Electoral Commission data today shows Labour and the Conservatives owe almost £60 million in loans between them, with the latter owing just over £35.3 million.
It is the first time such contributions have had to be made public, and reveals a much wider reliance on loans than previously thought. Labour received just £3.2 million in donations in the three months to September, and the Tories just £4 million.
The figures also reveal major problems within Labour's finances, and in a statement issued this afternoon, the party said it was working with creditors to manage its debt.
It said it had managed to restructure most of its loans to extend the deadline for payments, but two commercial loans were now due.
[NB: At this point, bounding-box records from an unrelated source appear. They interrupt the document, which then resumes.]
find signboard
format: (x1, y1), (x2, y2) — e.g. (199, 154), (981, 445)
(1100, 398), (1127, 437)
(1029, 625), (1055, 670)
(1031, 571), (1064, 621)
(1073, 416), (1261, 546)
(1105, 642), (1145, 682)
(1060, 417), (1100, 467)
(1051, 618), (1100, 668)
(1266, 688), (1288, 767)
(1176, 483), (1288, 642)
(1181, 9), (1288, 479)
Faced with "acute cash flow problems", the party said it was trying to seek a deal on repayment.
These discussions were "perfectly normal" for any organisation dealing with "difficult circumstances", the party said, adding that it was carrying out a major restructuring to ensure it was ready when new rules on party funding are introduced.
Hayden Phillips is due to publish his review of party funding by the end of the year and is expected to recommend caps on individual donations among other measures.
Today's figures show £2.8 million of Labour's funding comes from the trade unions, and the party is keen any donation cap should not bar these contributions. However, Conservative chairman Francis Maude accused Labour of "cronyism".
Norman Lamb, chief of staff to Liberal Democrat leader Menzies Campbell, said Labour's financial position was "absurd" and further highlighted the need for funding reform.
"It appears to be the case that their ability to continue trading as a political party may now be dependent on persuading multi-millionaire supporters not to call in substantial loans," he said.
The Lib Dems have outstanding loans worth £1.1 million and in the last three months received about £1.1 million in donations.
Today's Electoral Commission figures are the first since the law was changed in September to ensure all loans were made public. Previously parties needed only to declare non-commercial loans, although they reported them voluntarily in August.
This loophole led to concerns that parties were asking contributors for commercial loans rather than donations - which all need to be declared to the commission - to keep the identity of their wealthy backers secret.
When it emerged that some people giving loans to political parties were consequently nominated for a seat in House of Lords, the police began an investigation into possible corruption. All parties deny any wrongdoing.
Electoral Commission chief executive Peter Wardle said the new law was a "significant step forward, which gives voters access to far fuller information about how parties are funded and who is funding them", adding that this was vital to an open democracy.
But although he said the parties had made "good progress" in complying with the new law, he warned that more than £400,000 of donations were reported late this quarter. The biggest offender was the Labour party.
"While we acknowledge that local branches of parties, staffed largely by volunteers, may struggle to keep up with the administration of their finances, it is unacceptable that the Labour party has failed to report a significant amount of donations to the national party on time," Mr Wardle said.
"Labour have taken steps to improve their reporting procedures as a matter of urgency and were working closely with them to ensure this happens."
A Labour spokesman said the party "entirely agree" that the late reporting of donations was unacceptable and said it was "something we are determined to remedy".